Ships hit by U-boats

Baron Kinnaird

British Steam merchant

Photo courtesy of Stuart Smith

NameBaron Kinnaird
Type:Steam merchant
Tonnage3,355 tons
Completed1927 - Napier & Miller Ltd, Old Kilpatrick, Glasgow 
OwnerH. Hogarth & Sons Ltd, Glasgow 
Date of attack10 Mar 1943Nationality:      British
FateSunk by U-621 (Max Kruschka)
Position53° 00'N, 40° 00'W - Grid AK 7174
Complement42 (42 dead - no survivors)
ConvoyON-169 (straggler)
RouteMiddlesbrough - Loch Ewe - Macoris 
History Completed in July 1927. On 25 June 1940 the Baron Kinnaird was one of three tramp steamers who were the last ships to leave St. Jean de Luz on the day the Armistice came into force, carrying 2,000 evacuees to safety. 
Notes on event

At 22.59 hours on 10 March 1943 the unescorted Baron Kinnaird (Master Leslie Anderson), a straggler from convoy ON-169 since 6 March, was hit by a torpedo from U-621 while steaming in rough seas about 430 miles south-southeast of Cape Farewell. Nine minutes earlier the U-boat had missed the ship with a spread of three torpedoes after chasing it for two and a half hours.
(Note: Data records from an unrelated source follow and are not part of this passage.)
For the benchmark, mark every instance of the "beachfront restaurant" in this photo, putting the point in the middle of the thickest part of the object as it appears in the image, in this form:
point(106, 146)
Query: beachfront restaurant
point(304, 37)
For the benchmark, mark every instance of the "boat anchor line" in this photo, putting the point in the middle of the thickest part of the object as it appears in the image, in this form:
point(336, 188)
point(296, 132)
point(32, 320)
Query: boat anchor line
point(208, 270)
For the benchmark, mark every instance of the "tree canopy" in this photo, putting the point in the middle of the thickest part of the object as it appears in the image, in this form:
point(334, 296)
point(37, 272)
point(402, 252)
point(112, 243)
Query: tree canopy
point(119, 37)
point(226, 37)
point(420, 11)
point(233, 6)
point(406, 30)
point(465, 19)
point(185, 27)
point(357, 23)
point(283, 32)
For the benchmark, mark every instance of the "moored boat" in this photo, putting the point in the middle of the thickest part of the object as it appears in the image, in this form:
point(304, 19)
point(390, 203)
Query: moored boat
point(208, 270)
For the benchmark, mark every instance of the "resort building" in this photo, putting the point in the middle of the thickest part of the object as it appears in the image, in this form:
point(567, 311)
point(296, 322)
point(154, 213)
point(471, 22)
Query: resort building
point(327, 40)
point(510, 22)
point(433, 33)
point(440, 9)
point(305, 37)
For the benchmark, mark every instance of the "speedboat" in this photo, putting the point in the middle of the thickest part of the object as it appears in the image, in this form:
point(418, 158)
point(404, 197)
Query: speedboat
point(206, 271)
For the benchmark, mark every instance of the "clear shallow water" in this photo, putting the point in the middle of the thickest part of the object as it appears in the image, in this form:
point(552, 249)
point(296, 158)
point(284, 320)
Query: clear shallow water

The attack was observed by the nearby U-600 (Zurmühlen) which soon left the area, assuming that the other U-boat will finish off the stopped freighter. However, U-621 had to dive to reload its torpedo tubes because the stern torpedo missed at 23.17 hours and was then unable to find the ship again. Apparently Baron Kinnaird managed to proceed after being hit, but was located by U-621 again at 16.43 hours on 11 March. She was struck on port side aft by a second torpedo at 19.17 hours, after two other torpedoes had missed at 18.31 and 19.12 hours. Big holes were seen in both sides of the vessel and the Germans then twice tried to set the ship on fire with 20mm gunfire, eventually giving up after one torpedo fired at 19.42 hours passed underneath the target and another fired at 21.53 hours missed behind the stern. The U-boat waited nearby until the ship finally sank at 10.54 hours on 12 March - the actions of Kruschka during this encounter were later judged by the BdU as "exemplary for future or similar cases how it should not be done!". No survivors were ever found: the master, 35 crew members and six gunners were lost.